Among the interesting monuments worth knowing in our city of Beirut, there is one which merits special attention, namely the Jewish synagogue in the Wadi abou Jamil quarter, below and to the north of the Grand Serail (Seraglio), just west of Bab Eddriss. In this district there used to live most of the Jewish community, which before the Israeli-Palestinian conflict of 1948 was some 6000 strong.
It is well known that there has always been a Jewish diaspora which was once scattered over all the towns of the empires, Egyptian Pharaonic (the community of Alexandria was famous for the thinker Philo and for the Seventy who translated the Old Testament into Greek), Mesopotamian (see the Book of Tobit), Greco-Seleucid (the Acts of the Apostles show Jews in Tyre, Sidon, Antioch and all Phoenicia) and Roman (the same book shows the Jews in Asia Minor, Thessalonica, Corinth, Puzzoles and Rome). During the Middle Ages Jews were to be found in Rome, Florence, Toledo and Andalusia, where there was the famous thinker Maimonides. There was always a Jewish community in Beirut, visited by the celebrated Rabbi Benjamin of Tudela during the twelfth century.
During the nineteenth century, the community had several hundred members, including both local Sephardites and immigrant Ashkenazis. They lived by minor crafts such as carding or by retail commerce. They enjoyed a period of prosperity under a certain Doctor Albert from Germany, who organized the social leadership of the community on the lines of the Jewish communities in Europe and America, with community services, synagogue, club and community council.

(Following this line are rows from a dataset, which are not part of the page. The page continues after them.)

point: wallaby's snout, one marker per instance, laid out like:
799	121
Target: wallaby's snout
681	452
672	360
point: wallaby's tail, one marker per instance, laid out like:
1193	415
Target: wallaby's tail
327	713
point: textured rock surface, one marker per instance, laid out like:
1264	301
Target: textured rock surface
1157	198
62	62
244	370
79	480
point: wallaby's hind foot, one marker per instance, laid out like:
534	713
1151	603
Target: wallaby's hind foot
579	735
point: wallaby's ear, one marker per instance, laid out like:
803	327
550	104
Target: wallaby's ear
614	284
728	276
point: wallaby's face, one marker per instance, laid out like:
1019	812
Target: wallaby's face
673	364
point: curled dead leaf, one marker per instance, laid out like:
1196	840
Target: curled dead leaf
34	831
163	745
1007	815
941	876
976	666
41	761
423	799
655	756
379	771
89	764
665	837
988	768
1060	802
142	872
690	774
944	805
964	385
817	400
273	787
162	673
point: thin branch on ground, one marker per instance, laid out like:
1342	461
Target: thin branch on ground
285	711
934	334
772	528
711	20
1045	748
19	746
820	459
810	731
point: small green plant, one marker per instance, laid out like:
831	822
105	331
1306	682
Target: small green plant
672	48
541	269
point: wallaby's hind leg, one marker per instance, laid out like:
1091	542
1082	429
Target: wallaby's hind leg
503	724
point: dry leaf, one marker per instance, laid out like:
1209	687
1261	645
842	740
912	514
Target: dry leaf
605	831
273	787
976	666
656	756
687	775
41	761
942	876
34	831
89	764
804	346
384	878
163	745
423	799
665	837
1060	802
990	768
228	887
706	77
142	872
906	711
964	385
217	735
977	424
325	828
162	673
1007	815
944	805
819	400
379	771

It was towards 1920 that a wealthy Jew came from India, the famous Mr. Sasson, who decided to endow the community with a synagogue befitting the importance that it had acquired. It was to be one of the most beautiful synagogues in the Middle East. It stands as a monument to the Arab world's tolerant attitude towards Judaism practiced by religious people without political aims. One may still see it, but in a sad state of decay due to the vandalism that took place during the war in Lebanon between 1975 and 1990, during which little by little the local Jews went abroad, mostly to the New World.

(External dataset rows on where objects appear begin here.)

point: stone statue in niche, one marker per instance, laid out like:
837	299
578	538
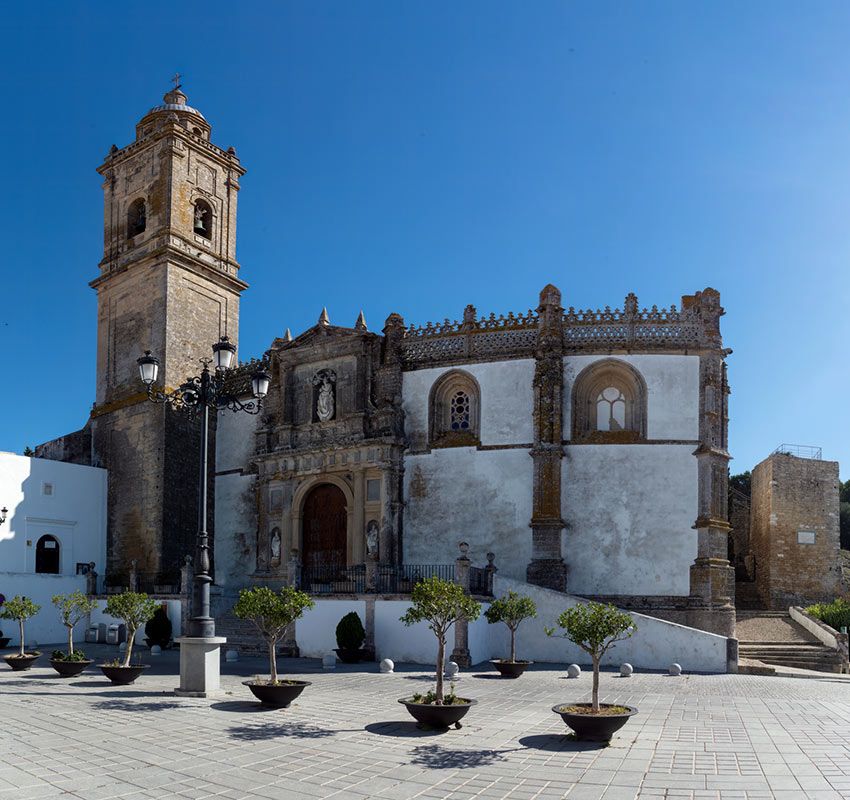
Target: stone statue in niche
274	547
372	539
325	402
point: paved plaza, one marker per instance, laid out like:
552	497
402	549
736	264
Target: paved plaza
696	737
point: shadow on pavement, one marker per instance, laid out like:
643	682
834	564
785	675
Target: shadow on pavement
404	730
560	742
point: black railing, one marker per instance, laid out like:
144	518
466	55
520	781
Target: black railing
328	579
401	579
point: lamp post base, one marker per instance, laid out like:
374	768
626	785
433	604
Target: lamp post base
200	671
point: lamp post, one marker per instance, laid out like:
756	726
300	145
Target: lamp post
196	396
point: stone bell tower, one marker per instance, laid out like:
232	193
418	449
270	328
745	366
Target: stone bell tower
168	283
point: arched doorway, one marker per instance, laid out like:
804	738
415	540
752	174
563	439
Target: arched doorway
47	555
324	527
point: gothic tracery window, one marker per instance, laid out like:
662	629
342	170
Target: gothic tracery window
454	410
609	404
136	218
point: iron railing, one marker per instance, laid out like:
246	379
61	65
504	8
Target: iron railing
332	579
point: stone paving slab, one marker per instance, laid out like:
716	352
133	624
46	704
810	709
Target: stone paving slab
696	737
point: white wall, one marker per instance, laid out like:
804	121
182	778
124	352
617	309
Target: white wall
672	387
507	399
315	632
655	644
629	511
75	513
463	494
235	501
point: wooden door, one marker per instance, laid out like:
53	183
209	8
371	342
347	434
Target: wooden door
324	527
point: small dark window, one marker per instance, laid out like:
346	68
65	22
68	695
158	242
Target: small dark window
203	219
137	218
47	555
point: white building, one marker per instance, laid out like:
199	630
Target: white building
55	529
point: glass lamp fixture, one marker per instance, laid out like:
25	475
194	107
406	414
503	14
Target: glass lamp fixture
148	368
224	351
260	383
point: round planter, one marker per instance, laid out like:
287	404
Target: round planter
123	676
349	655
594	727
69	669
437	716
20	663
278	695
510	669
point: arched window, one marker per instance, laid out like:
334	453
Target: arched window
454	411
609	404
47	555
202	224
137	218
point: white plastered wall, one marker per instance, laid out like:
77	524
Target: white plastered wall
459	494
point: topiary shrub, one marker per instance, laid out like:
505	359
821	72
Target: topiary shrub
158	628
350	633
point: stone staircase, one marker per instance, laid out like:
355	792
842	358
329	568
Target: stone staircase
772	637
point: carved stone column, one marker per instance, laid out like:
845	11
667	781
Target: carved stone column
547	566
712	591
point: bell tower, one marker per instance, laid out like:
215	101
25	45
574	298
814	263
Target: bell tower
168	283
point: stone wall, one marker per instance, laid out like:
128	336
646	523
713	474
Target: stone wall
794	531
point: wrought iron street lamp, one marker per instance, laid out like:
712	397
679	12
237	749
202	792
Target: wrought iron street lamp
196	396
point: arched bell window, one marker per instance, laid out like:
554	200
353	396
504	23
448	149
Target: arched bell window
454	410
203	218
609	404
47	555
137	218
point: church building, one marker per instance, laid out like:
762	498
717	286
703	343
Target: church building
580	450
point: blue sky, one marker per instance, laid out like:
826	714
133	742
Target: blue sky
417	156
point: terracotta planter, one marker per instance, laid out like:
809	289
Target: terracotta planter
594	727
70	669
278	695
437	716
20	663
510	669
123	676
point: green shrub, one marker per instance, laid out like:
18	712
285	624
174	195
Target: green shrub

But this very attractive synagogue is still to be seen, though neglected and looted. It has been pillaged, the ceiling has fallen down and the woodwork lies about the floor. Wanting a building worthy to be a "House of Prayers" (syn-agoga in Greek means an assembly place for the faithful), Mr. Sasson, his son, and then Joseph David Farhi created a little jewel. There is a spacious nave, with two side aisles separated by elegant colonnades joined to each other by arches. Facing as one stands in the nave is the raised floor of the choir or béma or sanctuary, reached by marble steps, and here there used to be the pulpit of the lector or the commentator on the Bible, which a liturgical server used to put away in a piece of sacred furniture hidden by a veil or sliding curtain (Luke 4/20). Along the walls on a level with the arches joining the columns one sees the Seal of Solomon in colour surrounded by gold and the six-pointed Star of David (two equilateral triangles together). The walls on the side are sadly dilapidated. The whole rectangular layout (30m by 20m in the nave) is orientated north-south towards Jerusalem, as is only appropriate. The lamps, trumpets, carpets, benches and seats have all been looted, except those removed in time, as also the sacred rolls.

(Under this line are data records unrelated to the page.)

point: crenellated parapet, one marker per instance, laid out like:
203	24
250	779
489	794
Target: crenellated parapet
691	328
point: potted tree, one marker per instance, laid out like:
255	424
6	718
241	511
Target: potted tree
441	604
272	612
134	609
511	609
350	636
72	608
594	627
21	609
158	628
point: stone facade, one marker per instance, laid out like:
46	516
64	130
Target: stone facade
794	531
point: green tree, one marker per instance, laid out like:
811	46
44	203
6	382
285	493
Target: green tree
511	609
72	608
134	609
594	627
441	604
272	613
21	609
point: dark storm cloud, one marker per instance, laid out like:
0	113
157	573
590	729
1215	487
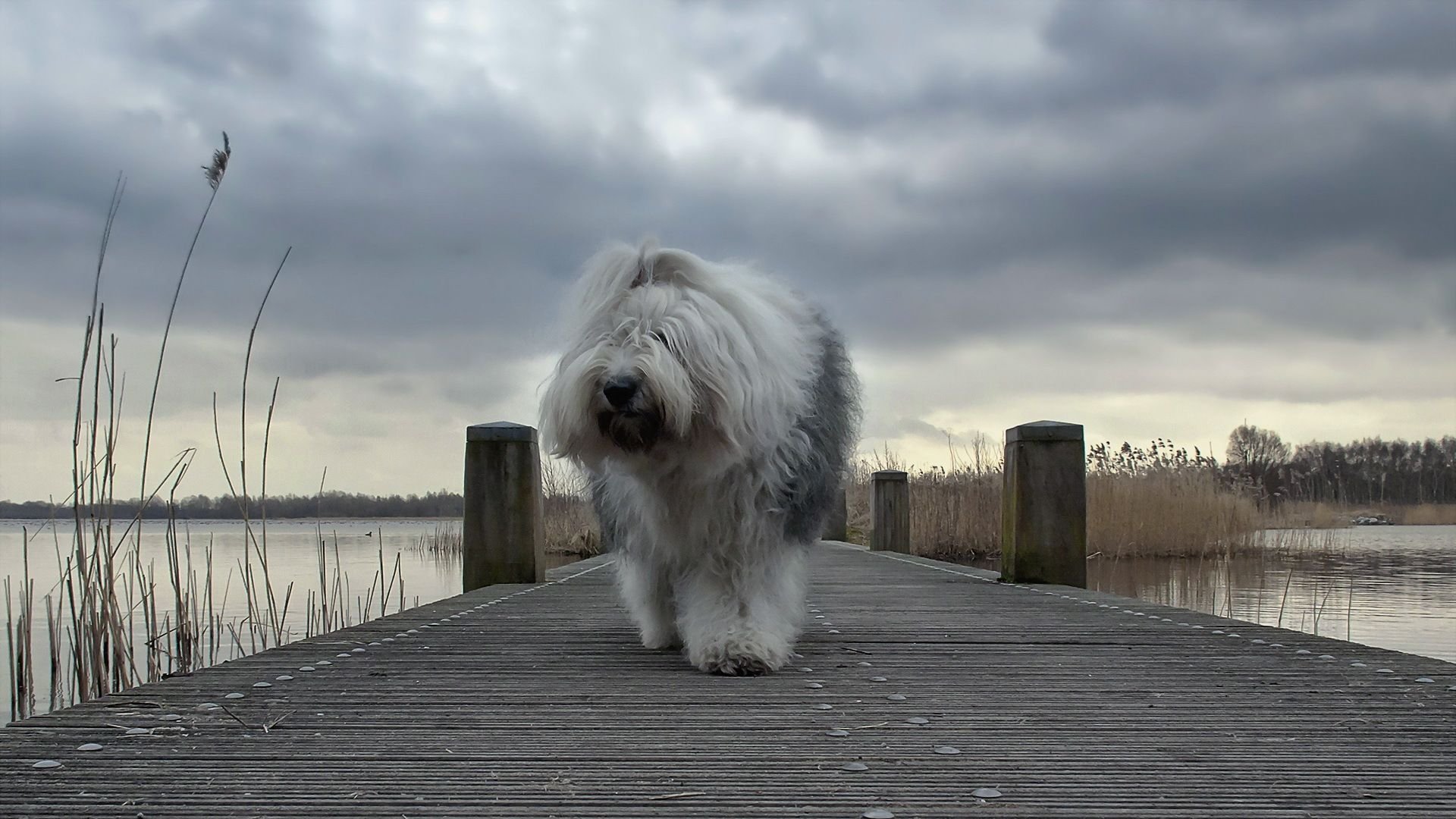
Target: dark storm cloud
1247	133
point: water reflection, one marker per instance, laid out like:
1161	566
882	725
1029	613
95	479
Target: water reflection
1388	586
343	564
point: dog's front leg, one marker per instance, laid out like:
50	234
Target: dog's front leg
648	595
742	618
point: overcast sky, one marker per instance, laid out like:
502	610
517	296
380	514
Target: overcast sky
1156	219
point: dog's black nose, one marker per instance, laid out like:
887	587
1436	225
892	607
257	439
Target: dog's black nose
619	392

In the quite understandable absence of nearly all the Jewish community, on wonders if the Ministry responsible for Cults or for the National Heritage and Tourism could not undertake to restore this little religious architectural jewel, representing a great socio-cultural and religious venture in our city. We know that there are very many ways of finding the necessary funding for this artistic undertaking and as many more for making this holy place and the historic quarter a historic site worth visiting.